Some groups have found being productive particularly challenging during the pandemic. Half of parents working from home with children under 18, and nearly 40 percent of all remote workers ages 18 to 49, said it had been difficult for them to be able to get their work done without interruptions, according to the Pew Research Center. Parents were also more likely than those without children to say they had difficulty meeting deadlines and completing projects on time while working at home.

It is possible that people who are working from home — a relatively small percentage of workers compared to those who cannot do their jobs remotely — also have a false sense of how much they are working. In effect, people who are working at home may be using the wrong denominator when calculating the portion of their time they spend doing work, Mr. Syverson, the University of Chicago economist, said. That could make them feel as if they are working less when they are really working the same amount. (This may not be the case for those working remotely in jobs where their output can be more quantified easily, such as sales representatives.)

“I think there is something to the fact that a lot of workers who work at home are never sort of on the clock versus off the clock,” he said. “Rather than dividing a day’s work by eight hours in the office, they divide the day’s work by the 16 hours they are awake.”

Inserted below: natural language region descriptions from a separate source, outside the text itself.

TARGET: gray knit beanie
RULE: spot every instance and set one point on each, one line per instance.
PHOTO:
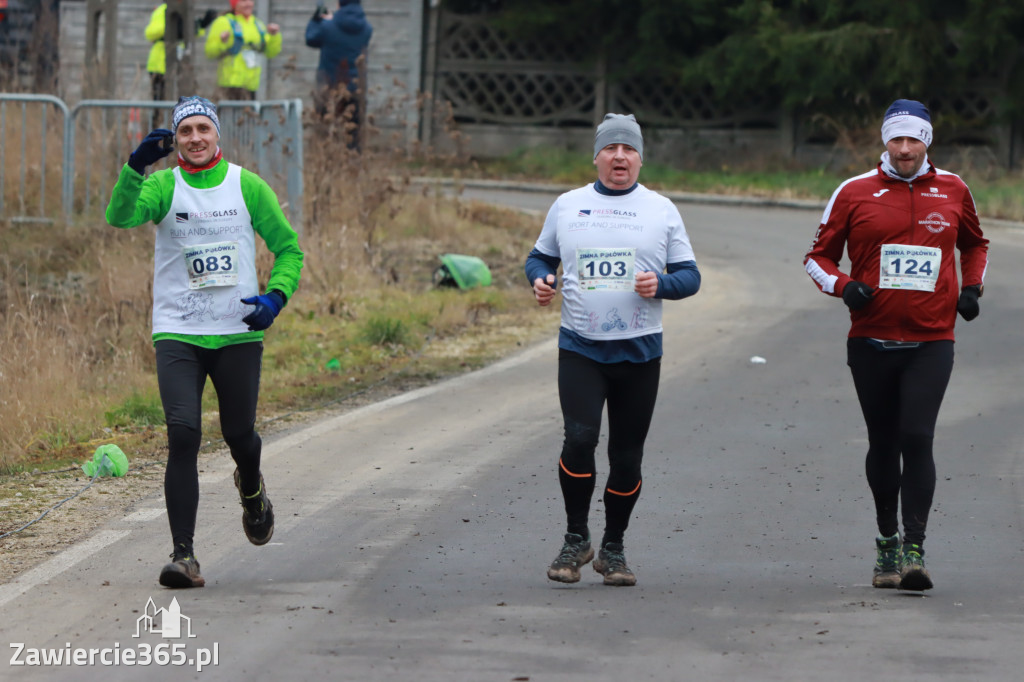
(619, 128)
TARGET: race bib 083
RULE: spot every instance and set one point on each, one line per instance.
(212, 264)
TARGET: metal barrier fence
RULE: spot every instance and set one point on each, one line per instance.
(24, 152)
(97, 135)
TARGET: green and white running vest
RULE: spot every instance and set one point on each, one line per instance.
(205, 260)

As employers continue trying to figure out how to engage their employees and entice them back to empty offices, how to get the most from their work force has become a management puzzle with wide-ranging economic implications. Already, some have announced plans to give employees more flexibility — a nod to the idea that total output and how people feel are intertwined. Twitter said that employees who are able to do their jobs remotely could work from home forever.

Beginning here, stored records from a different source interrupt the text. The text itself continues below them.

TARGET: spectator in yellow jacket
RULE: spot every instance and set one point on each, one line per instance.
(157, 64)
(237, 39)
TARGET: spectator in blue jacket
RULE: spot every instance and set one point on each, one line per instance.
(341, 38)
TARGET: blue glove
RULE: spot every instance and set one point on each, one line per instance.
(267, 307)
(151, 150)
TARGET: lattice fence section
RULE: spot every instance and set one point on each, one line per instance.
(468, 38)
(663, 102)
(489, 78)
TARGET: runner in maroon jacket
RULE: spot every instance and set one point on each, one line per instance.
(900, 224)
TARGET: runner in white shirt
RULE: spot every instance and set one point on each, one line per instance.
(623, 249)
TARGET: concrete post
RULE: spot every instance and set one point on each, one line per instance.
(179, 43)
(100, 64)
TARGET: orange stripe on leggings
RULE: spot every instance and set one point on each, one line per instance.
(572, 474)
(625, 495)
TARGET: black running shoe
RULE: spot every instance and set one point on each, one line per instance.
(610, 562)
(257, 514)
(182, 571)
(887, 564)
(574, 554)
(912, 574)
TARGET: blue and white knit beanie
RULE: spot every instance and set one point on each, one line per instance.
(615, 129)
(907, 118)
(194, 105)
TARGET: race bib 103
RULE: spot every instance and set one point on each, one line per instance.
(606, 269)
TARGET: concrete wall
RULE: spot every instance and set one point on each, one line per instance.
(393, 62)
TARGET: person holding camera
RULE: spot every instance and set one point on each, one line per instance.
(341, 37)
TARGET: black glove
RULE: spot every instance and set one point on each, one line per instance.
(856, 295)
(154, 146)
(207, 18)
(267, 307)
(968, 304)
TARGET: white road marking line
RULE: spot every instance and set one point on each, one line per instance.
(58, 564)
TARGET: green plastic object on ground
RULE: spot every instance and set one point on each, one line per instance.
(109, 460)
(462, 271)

Brigid Schulte, the director of the Better Life Lab at New America and the author of “Overwhelmed: Work, Love and Play When No One Has the Time,” said American culture has long believed that working longer means working harder and being more productive, despite the flaws in that way of thinking. She noted the idea that there is a “productivity cliff” — workers are only productive for a certain number of hours, after which their productivity declines and they may begin making mistakes.

“We’ve long had this really erroneous connection between long work must mean hard work and productivity, and it never has,” she said.

Productivity may also no longer be the be-all end-all it once was.

The pandemic has prompted a collective awakening, borne from a constant and immediate fear of contagion and death, over cultural priorities. For many people, especially the percentage of workers who remained employed and are able to work remotely, personal productivity — at least in the sense that it means producing the most at work, in the most number of hours — is no longer necessarily even the goal.